You’ve probably read that January is notoriously the most popular month for divorce.
Tensions over the holiday period – or the final straw in a relationship breakdown that’s been coming all year – may leave us emotionally drained: we don’t want another relationship, ever.
For others, the stress of dumping someone, or being dumped, leaves us needing to fill the void, and quickly – just to prove to ourselves that, even if our ex-partner doesn’t value us any longer, others will.
We’re tempted to hook up with the first person who gives us a second glance.
Do ‘rebound relationships’ work?
The common definition of a ‘rebound relationship’ involves someone rushing into a new relationship before they’re ‘over’ their previous one – replacing old with new.
Popular opinion suggests these relationships are destined to fail: that the new partners will eventually realise they have nothing in common, or that it’s just too unstable a foundation on which to build anything substantial.
There’s some truth in it: it’s hard to deny that ‘rebound relationships’ can come with risks.

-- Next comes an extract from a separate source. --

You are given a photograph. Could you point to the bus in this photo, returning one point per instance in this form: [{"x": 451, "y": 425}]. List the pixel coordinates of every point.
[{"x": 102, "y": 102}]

The biggest is that the new relationship is being used as a way of avoiding emotions and feelings bound up in the previous one – that, by finding a new partner quickly, we try to avoid the pain of breaking up and the sensation of uncertainty that may follow.
The problem here is that these feelings often have a way of working themselves out anyway – and that may create instability in any new relationship.
Another risk comes from the way in which rebound partners tend to be chosen. While the popular perception of ‘rebound relationships’ is that we choose a new partner at random, the actual pattern can be more problematic. It’s not uncommon for us to choose a partner who is very, very similar (either physically or personality-wise) to our previous one – or someone who is totally the opposite.
Both outcomes can be fraught with difficulties. Choosing someone similar may mean we’re trying to work out unresolved issues with our previous partner – finding a similar partner with whom we can re-live and ‘correct’ experiences.
This is an unwelcome burden for the new partner to face, and usually an unpredictable way for such issues to be resolved.
However, choosing someone totally different can mean we end up with a new partner who turns out not to be particularly suitable – events often take a turn once the initial ‘honeymoon’ phase is over.
There are no concrete rules.
But, when it comes to relationships, it doesn’t pay to be too prescriptive. ‘Rebound relationships’ come with risks, but that doesn’t necessarily mean they’re doomed to fail.
As many of us can attest having witnessed the newly developing relationships of family and friends, and indeed our own, occasionally what some might describe as a classic ‘rebound relationship’ turns into a strong and loving partnership that lasts many years.
The truth is it can be really hard to predict what will work. A partnership that looks great on paper might not go the distance in real life – and vice-versa.
So, instead of drawing up hard and fast rules for what we ‘should’ and ‘shouldn’t’ do, we might instead ask ourselves some questions before deciding whether to get involved:
What makes the difference
How do I feel? This can be a complex ask – especially when we aren’t feeling any singular emotion at any given time – but it can be useful to try to get a sense of where we’re at regarding our previous relationship. Are we experiencing confusing feelings and emotions? Do we feel we may be acting out of hurt or anger?
What do I want? Again, this can be a perplexing, but just thinking about it may begin to help us move towards an answer. Is there a direction we want to head in next? Conversely, is there a direction we don’t want to move in?
What would I say to someone in my position? Sometimes it can be useful to step outside ourselves and consider things more objectively. If you were to have a conversation with yourself about what’s happening, what would you say?
Of course, the answer to any, or all, of the above may still be a resounding: ‘I don’t know!’ If this is the case, your best option is probably to proceed with caution.
It can take time before we’re able to understand what it is we’re really after – or indeed how we really feel – but, in the meantime, there’s no need to rush into anything.
That doesn’t necessarily mean avoiding new relationships, but it might mean refraining from making any big decisions, or diving in headfirst into a serious commitment. In short: don’t put too much pressure on yourself.
Equally, try not to worry too much about what people say about ‘rebound relationships’. In the end, what really matters is whatever makes you happy. And, sometimes, the best way to figure this out is simply to take your time.